Suite de notre rétrospective consacrée au "Slasher", fabuleux genre où se croisent chefs d'oeuvres et nanars dans une totale indifférence. Cette seconde partie va donc se concentrer sur ces années de disettes et de marginalisation du genre jusqu'à son incroyable et éphémère résurrection.

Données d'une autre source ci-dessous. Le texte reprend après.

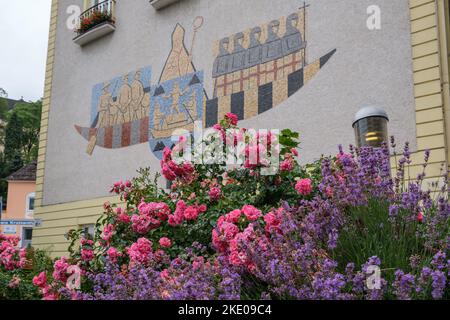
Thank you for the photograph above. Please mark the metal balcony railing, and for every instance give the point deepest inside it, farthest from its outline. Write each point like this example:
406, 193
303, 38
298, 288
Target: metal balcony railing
96, 15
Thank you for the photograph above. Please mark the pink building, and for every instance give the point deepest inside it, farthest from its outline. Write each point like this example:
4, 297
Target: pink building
18, 219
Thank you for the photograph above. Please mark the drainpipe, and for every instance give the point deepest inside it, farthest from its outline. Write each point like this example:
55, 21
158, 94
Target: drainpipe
443, 54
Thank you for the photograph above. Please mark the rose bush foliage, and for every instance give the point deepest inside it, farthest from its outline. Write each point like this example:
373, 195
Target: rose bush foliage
231, 232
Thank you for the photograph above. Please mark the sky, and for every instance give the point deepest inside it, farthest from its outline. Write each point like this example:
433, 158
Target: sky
24, 28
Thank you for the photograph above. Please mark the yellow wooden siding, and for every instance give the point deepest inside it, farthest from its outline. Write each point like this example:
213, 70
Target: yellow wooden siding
430, 119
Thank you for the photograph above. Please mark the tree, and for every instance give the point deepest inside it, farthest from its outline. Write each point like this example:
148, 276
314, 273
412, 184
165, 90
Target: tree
13, 138
3, 109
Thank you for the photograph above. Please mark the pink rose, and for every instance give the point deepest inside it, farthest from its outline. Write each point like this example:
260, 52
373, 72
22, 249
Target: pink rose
191, 213
165, 242
215, 194
233, 216
232, 118
141, 251
420, 217
87, 255
113, 254
40, 280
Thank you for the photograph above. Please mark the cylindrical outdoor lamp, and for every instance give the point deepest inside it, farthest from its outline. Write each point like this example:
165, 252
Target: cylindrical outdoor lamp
371, 127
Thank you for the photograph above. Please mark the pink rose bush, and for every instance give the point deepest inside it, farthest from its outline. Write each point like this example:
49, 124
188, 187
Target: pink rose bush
235, 232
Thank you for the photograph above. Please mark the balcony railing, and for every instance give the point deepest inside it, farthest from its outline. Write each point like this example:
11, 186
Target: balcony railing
96, 22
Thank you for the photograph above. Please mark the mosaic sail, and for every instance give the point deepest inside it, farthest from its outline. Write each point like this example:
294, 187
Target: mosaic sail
253, 72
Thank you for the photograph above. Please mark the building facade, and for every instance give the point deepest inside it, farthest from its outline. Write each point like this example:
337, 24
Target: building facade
134, 71
18, 219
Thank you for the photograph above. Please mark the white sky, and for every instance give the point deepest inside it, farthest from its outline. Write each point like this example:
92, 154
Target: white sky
24, 28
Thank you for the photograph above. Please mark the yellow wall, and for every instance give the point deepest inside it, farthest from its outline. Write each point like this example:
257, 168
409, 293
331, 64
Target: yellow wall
430, 73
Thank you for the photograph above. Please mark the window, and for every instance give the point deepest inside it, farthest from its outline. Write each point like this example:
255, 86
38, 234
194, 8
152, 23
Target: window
30, 204
96, 21
27, 237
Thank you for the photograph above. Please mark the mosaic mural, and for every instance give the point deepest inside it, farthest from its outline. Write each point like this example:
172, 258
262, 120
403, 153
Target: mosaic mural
253, 72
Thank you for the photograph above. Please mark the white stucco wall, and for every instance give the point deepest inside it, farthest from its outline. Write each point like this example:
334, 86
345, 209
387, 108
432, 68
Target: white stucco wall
369, 67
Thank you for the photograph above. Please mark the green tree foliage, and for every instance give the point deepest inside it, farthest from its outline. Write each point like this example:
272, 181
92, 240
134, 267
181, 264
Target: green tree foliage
3, 109
29, 115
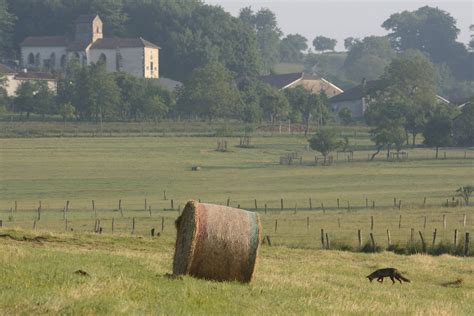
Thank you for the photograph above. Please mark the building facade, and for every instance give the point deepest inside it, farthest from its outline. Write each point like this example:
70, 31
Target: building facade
135, 56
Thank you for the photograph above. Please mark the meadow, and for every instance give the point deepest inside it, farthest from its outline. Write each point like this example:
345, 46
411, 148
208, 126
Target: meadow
128, 272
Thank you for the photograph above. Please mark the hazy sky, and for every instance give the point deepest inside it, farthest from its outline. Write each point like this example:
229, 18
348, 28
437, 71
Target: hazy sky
343, 18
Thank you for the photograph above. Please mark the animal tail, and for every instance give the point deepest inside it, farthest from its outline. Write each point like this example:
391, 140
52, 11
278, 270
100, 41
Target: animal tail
403, 278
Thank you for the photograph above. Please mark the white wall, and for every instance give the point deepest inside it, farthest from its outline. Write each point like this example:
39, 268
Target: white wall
45, 54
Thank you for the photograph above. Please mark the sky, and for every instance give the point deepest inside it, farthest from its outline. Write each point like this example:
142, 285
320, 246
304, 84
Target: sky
340, 19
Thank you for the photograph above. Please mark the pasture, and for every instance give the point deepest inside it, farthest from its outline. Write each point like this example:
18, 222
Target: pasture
294, 275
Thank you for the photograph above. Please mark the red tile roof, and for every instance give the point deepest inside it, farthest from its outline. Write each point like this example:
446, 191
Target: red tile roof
118, 42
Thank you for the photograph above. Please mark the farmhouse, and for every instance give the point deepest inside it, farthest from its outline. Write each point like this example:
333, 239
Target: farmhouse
14, 79
314, 84
357, 99
135, 56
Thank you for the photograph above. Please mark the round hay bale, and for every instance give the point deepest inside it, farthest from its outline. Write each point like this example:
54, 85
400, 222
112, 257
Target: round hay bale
216, 242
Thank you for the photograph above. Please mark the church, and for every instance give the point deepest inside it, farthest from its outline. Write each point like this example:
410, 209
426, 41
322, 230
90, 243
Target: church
135, 56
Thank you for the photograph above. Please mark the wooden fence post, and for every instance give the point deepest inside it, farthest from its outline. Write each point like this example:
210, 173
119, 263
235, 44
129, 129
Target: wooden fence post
372, 241
466, 245
322, 237
423, 245
359, 237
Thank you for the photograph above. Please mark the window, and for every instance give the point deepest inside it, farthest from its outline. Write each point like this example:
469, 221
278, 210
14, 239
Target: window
103, 58
38, 60
63, 61
31, 59
118, 61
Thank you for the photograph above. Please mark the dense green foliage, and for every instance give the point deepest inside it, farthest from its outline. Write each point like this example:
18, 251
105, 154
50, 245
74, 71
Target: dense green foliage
322, 43
292, 47
368, 58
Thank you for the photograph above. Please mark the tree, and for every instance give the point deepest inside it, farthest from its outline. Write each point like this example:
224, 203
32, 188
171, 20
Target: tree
273, 103
7, 22
66, 110
428, 29
368, 58
324, 141
264, 23
438, 132
24, 100
210, 92
322, 43
291, 48
412, 88
345, 115
349, 42
464, 126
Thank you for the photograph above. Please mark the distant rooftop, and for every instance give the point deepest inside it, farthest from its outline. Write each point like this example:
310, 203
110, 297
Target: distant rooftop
118, 42
86, 18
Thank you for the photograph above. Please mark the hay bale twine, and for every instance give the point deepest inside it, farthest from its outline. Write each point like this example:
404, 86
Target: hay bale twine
216, 242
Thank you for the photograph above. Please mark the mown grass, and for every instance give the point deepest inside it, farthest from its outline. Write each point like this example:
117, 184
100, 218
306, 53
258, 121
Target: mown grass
294, 276
129, 275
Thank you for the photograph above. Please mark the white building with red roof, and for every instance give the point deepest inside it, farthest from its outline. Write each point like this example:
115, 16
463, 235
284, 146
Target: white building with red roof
135, 56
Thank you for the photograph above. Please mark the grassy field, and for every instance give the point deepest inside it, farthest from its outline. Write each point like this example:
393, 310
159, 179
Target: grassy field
129, 275
295, 275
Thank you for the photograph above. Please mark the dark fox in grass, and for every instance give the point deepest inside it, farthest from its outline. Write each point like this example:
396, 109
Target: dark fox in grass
391, 273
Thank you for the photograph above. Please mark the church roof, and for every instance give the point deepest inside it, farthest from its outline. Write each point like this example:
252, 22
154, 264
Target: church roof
4, 69
119, 42
283, 80
86, 18
45, 41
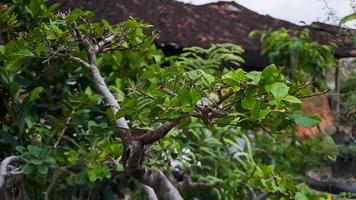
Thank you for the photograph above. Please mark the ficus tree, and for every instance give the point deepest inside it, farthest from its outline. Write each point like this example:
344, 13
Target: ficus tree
305, 60
97, 110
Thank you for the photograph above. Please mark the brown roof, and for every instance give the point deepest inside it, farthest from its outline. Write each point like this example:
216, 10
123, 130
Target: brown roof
183, 25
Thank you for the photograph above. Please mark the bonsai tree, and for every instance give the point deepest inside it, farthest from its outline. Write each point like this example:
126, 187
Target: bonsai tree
97, 110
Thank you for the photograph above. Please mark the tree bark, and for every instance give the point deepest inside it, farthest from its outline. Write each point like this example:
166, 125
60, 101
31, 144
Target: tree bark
133, 155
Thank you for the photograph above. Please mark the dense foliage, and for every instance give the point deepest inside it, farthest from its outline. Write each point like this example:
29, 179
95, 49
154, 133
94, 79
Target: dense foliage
231, 132
305, 60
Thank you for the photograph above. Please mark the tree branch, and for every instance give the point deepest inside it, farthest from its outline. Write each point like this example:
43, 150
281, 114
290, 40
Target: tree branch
153, 136
4, 166
133, 155
151, 195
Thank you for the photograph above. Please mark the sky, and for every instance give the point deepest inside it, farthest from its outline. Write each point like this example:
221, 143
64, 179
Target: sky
295, 10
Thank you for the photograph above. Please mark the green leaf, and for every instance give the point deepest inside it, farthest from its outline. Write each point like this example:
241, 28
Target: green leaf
254, 76
234, 77
292, 99
278, 89
35, 93
248, 103
42, 170
270, 74
2, 49
207, 78
300, 196
304, 120
184, 97
28, 168
348, 18
23, 53
34, 150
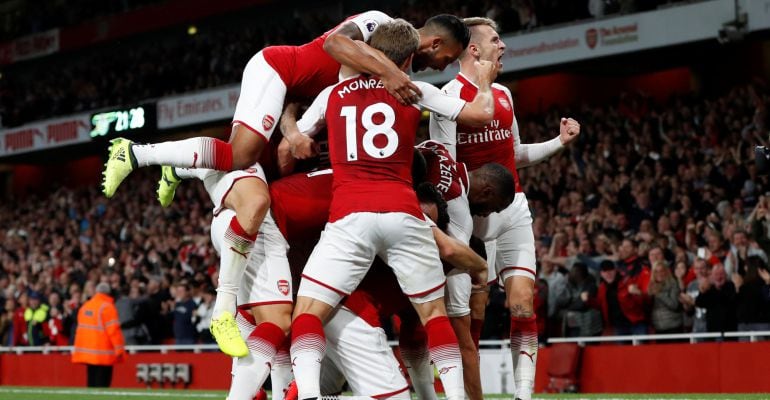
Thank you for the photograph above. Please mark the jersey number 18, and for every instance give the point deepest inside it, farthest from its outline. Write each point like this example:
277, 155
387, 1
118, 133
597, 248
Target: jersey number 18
372, 130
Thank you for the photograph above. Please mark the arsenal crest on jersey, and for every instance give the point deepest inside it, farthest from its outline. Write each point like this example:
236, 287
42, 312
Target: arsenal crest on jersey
267, 122
283, 286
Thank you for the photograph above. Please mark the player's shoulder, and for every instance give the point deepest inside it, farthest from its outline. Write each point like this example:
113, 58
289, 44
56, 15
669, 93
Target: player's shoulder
502, 88
431, 145
452, 87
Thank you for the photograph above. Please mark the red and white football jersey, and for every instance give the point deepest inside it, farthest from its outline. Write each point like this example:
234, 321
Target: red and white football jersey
476, 146
308, 69
370, 143
300, 204
448, 176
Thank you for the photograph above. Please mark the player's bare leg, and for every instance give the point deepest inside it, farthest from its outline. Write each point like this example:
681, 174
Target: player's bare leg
308, 342
244, 208
200, 152
520, 291
280, 369
478, 306
442, 345
470, 356
271, 323
413, 345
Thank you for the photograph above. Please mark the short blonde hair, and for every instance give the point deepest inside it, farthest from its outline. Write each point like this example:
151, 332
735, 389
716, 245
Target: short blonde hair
478, 21
397, 39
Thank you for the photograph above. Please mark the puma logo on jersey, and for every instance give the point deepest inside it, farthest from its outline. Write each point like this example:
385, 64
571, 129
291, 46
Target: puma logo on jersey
267, 122
244, 254
283, 286
444, 370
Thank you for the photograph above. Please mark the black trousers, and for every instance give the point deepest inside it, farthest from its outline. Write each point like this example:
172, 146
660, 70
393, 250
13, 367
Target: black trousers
99, 375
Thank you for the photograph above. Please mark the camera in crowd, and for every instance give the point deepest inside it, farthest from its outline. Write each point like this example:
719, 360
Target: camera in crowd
762, 159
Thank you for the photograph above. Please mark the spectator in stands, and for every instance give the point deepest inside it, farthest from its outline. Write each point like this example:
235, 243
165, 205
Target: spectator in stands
717, 296
6, 322
664, 291
752, 302
98, 340
130, 311
632, 289
580, 317
740, 251
687, 299
19, 336
203, 315
34, 316
184, 314
53, 329
615, 321
557, 283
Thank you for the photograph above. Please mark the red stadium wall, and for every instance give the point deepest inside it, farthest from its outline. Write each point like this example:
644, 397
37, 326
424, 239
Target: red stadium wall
537, 94
661, 368
669, 368
28, 178
208, 370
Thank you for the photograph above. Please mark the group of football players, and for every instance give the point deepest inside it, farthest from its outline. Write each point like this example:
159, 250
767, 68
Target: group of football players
364, 221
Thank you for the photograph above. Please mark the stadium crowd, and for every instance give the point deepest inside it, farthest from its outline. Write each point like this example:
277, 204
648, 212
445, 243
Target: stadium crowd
654, 221
93, 79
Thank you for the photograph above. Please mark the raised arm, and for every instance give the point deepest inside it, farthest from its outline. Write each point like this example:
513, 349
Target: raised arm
481, 110
347, 45
298, 134
533, 153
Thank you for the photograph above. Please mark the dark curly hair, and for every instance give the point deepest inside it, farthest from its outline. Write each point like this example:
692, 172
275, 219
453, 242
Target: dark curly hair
427, 193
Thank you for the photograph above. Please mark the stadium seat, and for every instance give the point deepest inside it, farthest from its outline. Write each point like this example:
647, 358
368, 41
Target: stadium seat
142, 373
169, 373
155, 374
183, 373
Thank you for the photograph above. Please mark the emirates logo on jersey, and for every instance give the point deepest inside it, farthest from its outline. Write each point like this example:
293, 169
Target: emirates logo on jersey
283, 286
267, 122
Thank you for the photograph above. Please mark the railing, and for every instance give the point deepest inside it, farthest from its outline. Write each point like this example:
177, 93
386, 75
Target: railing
754, 336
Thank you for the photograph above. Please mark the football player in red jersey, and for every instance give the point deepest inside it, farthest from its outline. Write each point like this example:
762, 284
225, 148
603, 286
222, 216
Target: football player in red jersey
270, 76
508, 235
374, 210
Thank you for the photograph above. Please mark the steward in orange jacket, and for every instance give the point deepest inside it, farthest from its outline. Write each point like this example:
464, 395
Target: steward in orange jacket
99, 341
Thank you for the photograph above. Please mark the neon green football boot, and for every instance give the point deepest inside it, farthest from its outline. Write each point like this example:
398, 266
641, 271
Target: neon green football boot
119, 165
228, 337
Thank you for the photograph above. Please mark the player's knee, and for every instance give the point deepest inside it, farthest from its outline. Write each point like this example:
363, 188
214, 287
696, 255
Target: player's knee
284, 322
246, 147
252, 211
520, 301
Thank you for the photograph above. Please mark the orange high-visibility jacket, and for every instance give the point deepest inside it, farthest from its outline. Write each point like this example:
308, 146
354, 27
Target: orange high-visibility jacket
98, 339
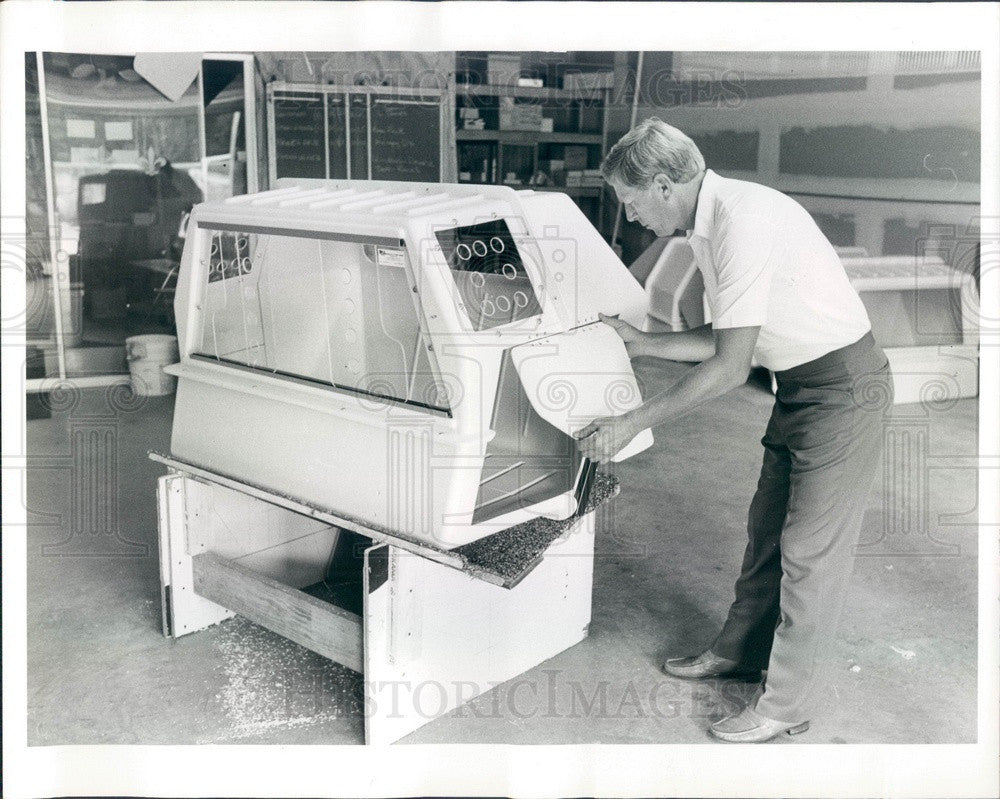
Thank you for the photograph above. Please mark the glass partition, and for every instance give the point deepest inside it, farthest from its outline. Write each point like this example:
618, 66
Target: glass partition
317, 308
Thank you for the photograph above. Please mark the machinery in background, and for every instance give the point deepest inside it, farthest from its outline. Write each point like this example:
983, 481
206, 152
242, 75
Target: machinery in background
128, 219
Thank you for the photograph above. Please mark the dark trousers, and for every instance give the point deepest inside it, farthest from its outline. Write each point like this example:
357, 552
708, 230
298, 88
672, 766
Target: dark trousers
822, 450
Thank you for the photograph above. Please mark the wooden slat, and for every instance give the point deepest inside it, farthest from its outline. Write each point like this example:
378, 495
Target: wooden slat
324, 628
423, 549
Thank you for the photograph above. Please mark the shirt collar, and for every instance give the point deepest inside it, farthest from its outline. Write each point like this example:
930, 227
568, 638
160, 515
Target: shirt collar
704, 215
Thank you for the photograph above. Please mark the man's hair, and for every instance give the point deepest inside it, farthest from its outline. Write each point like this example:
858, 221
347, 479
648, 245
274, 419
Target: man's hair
651, 147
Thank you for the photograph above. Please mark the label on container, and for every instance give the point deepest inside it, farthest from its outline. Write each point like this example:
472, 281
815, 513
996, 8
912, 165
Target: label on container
390, 256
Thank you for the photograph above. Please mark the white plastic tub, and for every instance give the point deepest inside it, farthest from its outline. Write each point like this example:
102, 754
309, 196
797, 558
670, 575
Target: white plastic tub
147, 355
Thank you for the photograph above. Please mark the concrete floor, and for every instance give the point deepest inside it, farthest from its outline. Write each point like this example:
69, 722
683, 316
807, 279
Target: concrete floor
903, 664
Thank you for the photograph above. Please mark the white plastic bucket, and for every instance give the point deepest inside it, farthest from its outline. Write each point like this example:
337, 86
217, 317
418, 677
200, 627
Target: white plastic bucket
147, 355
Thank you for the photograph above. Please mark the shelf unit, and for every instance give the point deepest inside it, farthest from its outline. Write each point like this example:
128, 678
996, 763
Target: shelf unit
523, 158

Suite aux attaques récurrentes des organisations familiales, des groupes bien pensants et des pétitions demandant l'interdiction de ces films dont la seule raison d'être était de proposer un divertissement sanglant, gratuit et purement jouissif, le genre lancé par les aventures macabres de Michael Myers et de Jason Voorhees va petit à petit disparaître et se montrer de plus en plus rare sur grand écran. En effet, les places ne se vendant plus aussi bien que lors de cette age d'or exceptionnel, durant lequel un film sortait chaque semaine au drive-in du coin, les producteurs décident de renoncer à la promotion d'oeuvres telles que celles-ci, réputées pour être de qualité de plus en plus médiocre. Et ce n'est pas la sortie en 1986 de
April Fool's Day qui redorera le blason du genre puisque, au contraire, il le noiera un peu plus dans des gerbes de sang synthétique, bien entendu, puisque le twist du film consistera à réduire l'ensemble de l'action à une mauvaise farce d'un goût plus que douteux.

friday
La réputation se salissant toujours un peu plus à la sortie d'un nouveau rejeton, les slasher movies se font bientôt totalement absents des toiles. Même Cunningham avec sa prolifique série des
Vendredi 13 ayant senti le vent tourner aura, quelques années plus tôt déjà, tenté une reconversion puisqu'en produisant la quatrième partie nommée
Chapitre final en 1984, il confiera à Zito la tache de se débarrasser définitivement de son Boogeyman; le vice sera même poussé plus loin dès l'année d'après puisqu'il s'offrira les services d'un copycat dans
Une nouvelle terreur de
Danny Steinman, le tout jeune goonie
Corey Feldman étant confronté à un imposteur se prenant pour
Jason himself! Mais le public se déplaçant encore pour le monstre n'est pas dupe et réclame le retour du gros mongolo de Cristal Lake, ce qui sera chose faite et ce dès 1986 dans
Jason le Mort-Vivant, film qui porte très bien son titre. Car en adoptant officiellement cette dimension fantastique, la série s'élève à la popularité nouvelle du cinéma purement horrifique et déjanté dont le maître du box-office est le mythique Freddy Krueger de papa
Wes Craven. Celui-ci, très fier d'avoir à nouveau contribué au grand monde de l'horreur, une bonne décennie après
La Dernière maison sur la gauche et
La Colline a des yeux, continue de produire les aventures barrées de son croquemitaine d'Elm Street, dont il confie la réalisation à de futurs grands réalisateurs aux potentiels incroyables.